A peine le président du MR, Georges-Louis Bouchez, avait-il réclamé – de façon inutile, comme les Surligneurs l’ont démontré ici – l’exclusion des chômeurs de longue durée qui refusent un métier en pénurie, que le président du PS, Paul Magnette, s’est empressé de réagir sur Twitter, avant d’être largement relayé par les médias. Selon lui, cette solution libérale serait du “travail forcé”. Si l’expression politique est souvent faite d’outrances dont les auteurs mêmes ont évidemment conscience, cette expression n’est pas anodine en droit, et ne peut pas être utilisée à n’importe quel propos.
Rappel à toutes fins utiles sur ce qu’est réellement le travail forcé et son interdiction
Le “travail forcé” est une expression presque centenaire, consacrée et définie par l’Organisation internationale du travail (OIT) dès 1930. Selon la Convention sur le travail forcé, en effet, “le terme travail forcé ou obligatoire désignera tout travail ou service exigé d’un individu sous la menace d’une peine quelconque et pour lequel ledit individu ne s’est pas offert de plein gré ». La Convention internationale exige également que le travail forcé soit passible de sanctions pénales efficaces. L’OIT a rappelé l’urgence et l’actualité de ces principes dans un Protocole à la Convention de 1930, signé en 2014. Le préambule de ce Protocole précise que “l’interdiction du travail forcé ou obligatoire fait partie des droits fondamentaux, et que le travail forcé ou obligatoire constitue une violation des droits humains et une atteinte à la dignité de millions de femmes et d’hommes, de jeunes filles et de jeunes garçons, contribue à perpétuer la pauvreté et fait obstacle à la réalisation d’un travail décent pour tous”. Selon l’OIT, la notion vise aujourd’hui, en particulier, la traite des personnes à des fins de travail forcé ou obligatoire, qui peut impliquer l’exploitation sexuelle et/ou concerner spécialement les migrants.
C’est dans cet esprit que le Code pénal a été complété dès 2005, en vue de réprimer la traite des êtres humains, notamment “à des fins de travail ou de services, dans des conditions contraires à la dignité humaine”. Le travail forcé est donc une situation particulièrement grave, susceptible d’entraîner immédiatement des poursuites pénales contre ceux qui en sont responsables.
Cette interdiction fondamentale connaît néanmoins des exceptions, dont la plus connue est sans doute celle des “travaux forcés”, à savoir l’exécution d’un travail “exigé d’un individu comme conséquence d’une condamnation prononcée par une décision judiciaire”, pour reprendre les termes de la Convention de 1930. Ce type de peine, dans laquelle l’imaginaire collectif voit sans doute un prisonnier en tenue rayée casser des cailloux, a été réformée en 2002 par l’insertion des peines de travail, toujours dans le Code pénal.
Comparer l’obligation d’accepter un emploi convenable avec du travail forcé est juridiquement outrancier
On le devine donc, à la lecture des différents textes interdisant par principe le travail forcé, ou autorisant celui-ci à titre d’exception : les propos du président du PS sont particulièrement excessifs.
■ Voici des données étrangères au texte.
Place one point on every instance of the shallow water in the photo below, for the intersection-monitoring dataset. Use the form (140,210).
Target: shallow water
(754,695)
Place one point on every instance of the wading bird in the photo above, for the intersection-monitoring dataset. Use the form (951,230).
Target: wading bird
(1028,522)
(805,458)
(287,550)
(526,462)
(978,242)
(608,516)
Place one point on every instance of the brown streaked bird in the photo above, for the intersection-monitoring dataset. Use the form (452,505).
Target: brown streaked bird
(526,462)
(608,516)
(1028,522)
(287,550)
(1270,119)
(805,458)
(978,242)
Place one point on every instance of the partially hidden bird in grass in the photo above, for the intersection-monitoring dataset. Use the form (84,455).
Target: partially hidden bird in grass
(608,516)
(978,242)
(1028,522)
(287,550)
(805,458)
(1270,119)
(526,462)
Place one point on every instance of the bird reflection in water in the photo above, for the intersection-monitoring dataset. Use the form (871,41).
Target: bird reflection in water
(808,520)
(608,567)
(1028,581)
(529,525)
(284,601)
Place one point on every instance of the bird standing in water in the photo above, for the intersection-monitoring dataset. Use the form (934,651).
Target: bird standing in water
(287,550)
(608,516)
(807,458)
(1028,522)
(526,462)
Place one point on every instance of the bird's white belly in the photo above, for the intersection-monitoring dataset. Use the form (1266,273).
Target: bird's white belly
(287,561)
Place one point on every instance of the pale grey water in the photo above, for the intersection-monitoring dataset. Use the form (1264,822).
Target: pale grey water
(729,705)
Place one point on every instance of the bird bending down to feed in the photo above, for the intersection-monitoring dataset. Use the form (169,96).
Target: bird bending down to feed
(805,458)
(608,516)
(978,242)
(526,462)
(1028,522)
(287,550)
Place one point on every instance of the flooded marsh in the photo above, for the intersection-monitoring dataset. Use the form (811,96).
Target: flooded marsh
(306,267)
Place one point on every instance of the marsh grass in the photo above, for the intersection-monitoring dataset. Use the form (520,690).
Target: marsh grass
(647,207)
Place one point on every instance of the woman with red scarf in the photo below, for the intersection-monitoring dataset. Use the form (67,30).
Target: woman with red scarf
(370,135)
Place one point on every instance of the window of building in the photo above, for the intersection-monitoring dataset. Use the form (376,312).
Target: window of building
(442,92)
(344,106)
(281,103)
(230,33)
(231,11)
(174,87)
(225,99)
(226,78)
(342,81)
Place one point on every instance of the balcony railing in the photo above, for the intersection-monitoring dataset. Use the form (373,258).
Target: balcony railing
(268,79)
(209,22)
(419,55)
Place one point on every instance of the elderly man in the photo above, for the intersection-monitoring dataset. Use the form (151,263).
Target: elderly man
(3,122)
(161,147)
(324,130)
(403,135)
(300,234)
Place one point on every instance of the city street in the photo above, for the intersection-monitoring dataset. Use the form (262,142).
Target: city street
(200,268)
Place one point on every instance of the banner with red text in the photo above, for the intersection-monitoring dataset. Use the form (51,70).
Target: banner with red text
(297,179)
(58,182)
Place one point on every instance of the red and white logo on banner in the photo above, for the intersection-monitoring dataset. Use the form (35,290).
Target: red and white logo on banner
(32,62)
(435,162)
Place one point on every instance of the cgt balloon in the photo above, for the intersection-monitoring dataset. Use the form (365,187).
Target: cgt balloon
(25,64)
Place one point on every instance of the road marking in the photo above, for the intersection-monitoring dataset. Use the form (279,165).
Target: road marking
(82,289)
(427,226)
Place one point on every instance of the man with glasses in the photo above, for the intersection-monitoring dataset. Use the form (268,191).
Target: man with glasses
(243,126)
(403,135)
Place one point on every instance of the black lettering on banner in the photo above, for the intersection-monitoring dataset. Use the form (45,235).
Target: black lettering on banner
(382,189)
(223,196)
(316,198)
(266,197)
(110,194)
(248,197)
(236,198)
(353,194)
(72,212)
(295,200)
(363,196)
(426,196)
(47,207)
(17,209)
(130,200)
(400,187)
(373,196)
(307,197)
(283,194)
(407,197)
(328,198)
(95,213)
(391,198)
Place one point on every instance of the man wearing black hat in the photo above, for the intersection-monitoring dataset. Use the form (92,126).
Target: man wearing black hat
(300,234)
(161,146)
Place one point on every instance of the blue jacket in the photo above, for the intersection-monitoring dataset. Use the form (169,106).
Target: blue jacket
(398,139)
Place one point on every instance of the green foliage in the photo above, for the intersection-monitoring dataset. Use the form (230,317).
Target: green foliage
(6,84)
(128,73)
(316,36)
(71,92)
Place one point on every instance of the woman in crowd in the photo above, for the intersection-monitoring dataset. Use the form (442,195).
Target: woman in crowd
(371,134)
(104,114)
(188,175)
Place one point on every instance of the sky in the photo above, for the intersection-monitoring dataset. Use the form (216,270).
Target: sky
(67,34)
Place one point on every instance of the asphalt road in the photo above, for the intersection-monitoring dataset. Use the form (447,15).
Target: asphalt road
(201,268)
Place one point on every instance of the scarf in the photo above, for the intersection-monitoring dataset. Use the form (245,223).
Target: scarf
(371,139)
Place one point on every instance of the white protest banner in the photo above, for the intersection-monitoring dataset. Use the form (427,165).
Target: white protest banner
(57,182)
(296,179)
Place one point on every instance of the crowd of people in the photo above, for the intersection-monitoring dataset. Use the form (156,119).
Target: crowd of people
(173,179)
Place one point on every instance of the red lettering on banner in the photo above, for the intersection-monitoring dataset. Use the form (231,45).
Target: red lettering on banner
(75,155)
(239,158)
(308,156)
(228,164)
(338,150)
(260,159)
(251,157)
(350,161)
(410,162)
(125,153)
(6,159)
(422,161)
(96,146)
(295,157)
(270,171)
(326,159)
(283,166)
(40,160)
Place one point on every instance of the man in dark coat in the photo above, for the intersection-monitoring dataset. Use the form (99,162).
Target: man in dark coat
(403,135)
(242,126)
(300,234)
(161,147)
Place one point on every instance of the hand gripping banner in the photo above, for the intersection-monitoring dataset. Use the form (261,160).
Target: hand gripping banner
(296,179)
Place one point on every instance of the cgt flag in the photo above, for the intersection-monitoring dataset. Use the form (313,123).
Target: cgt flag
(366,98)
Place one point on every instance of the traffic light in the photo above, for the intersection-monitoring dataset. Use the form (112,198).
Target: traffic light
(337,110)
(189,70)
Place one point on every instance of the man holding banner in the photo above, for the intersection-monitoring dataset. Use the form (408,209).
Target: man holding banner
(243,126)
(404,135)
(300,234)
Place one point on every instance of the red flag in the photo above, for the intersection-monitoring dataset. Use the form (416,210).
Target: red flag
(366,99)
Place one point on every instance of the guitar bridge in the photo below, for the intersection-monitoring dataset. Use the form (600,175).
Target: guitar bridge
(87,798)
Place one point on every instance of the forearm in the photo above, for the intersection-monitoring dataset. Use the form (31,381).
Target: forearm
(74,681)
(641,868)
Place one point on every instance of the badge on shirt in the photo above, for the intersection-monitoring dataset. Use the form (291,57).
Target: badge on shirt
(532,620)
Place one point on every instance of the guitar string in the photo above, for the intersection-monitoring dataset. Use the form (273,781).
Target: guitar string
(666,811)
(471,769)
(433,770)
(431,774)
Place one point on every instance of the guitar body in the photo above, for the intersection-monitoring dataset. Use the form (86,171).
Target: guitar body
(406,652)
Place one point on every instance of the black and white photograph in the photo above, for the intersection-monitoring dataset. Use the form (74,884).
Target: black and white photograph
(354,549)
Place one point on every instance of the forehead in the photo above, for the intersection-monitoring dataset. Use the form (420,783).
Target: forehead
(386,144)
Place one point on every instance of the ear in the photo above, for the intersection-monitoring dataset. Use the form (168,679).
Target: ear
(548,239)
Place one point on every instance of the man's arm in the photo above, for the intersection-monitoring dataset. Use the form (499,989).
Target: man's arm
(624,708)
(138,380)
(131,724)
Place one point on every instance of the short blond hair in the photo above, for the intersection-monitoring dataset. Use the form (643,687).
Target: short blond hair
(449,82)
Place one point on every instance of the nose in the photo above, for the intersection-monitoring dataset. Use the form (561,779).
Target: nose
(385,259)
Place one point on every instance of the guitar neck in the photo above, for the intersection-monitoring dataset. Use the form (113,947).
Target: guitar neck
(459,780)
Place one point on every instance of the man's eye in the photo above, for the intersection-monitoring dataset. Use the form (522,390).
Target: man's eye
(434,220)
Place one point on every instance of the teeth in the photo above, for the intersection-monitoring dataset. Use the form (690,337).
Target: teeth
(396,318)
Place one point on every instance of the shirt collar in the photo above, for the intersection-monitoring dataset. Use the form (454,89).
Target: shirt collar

L’obligation d’accepter un emploi convenable dans un métier en pénurie ne peut en aucune façon être assimilée à du travail forcé. Le risque que court la personne sans emploi en cas de refus de l’emploi proposé dans un secteur en pénurie, c’est l’exclusion des allocations de chômage. Or, ni une telle exclusion, ni l’acceptation de l’emploi convenable proposé ne devrait la placer dans des conditions contraires à la dignité humaine. Dans le premier cas, il reste encore d’autres mesures d’aide sociale protégeant la personne concernée, le temps qu’elle retrouve un emploi. Dans le second cas, l’emploi est tenu pour convenable, c’est-à-dire qu’il correspond aux aptitudes, à la formation, aux compétences ou aux talents du demandeur d’emploi (art. 23, al. 4, de l’arrêté ministériel du 26 novembre 1991), et rémunéré. On est loin des situations envisagées par la Convention de l’OIT ou par le Code pénal. Jamais aucun chômeur n’a d’ailleurs essayé d’invoquer l’interdiction du travail forcé pour contester son exclusion des allocations de chômage…
Contacté par nos soins, Paul Magnette indique : “C’est toute la différence entre le langage juridique et l’expression politique, qui est toujours faite de métaphores”. La métaphore était alors à tout le moins mal choisie.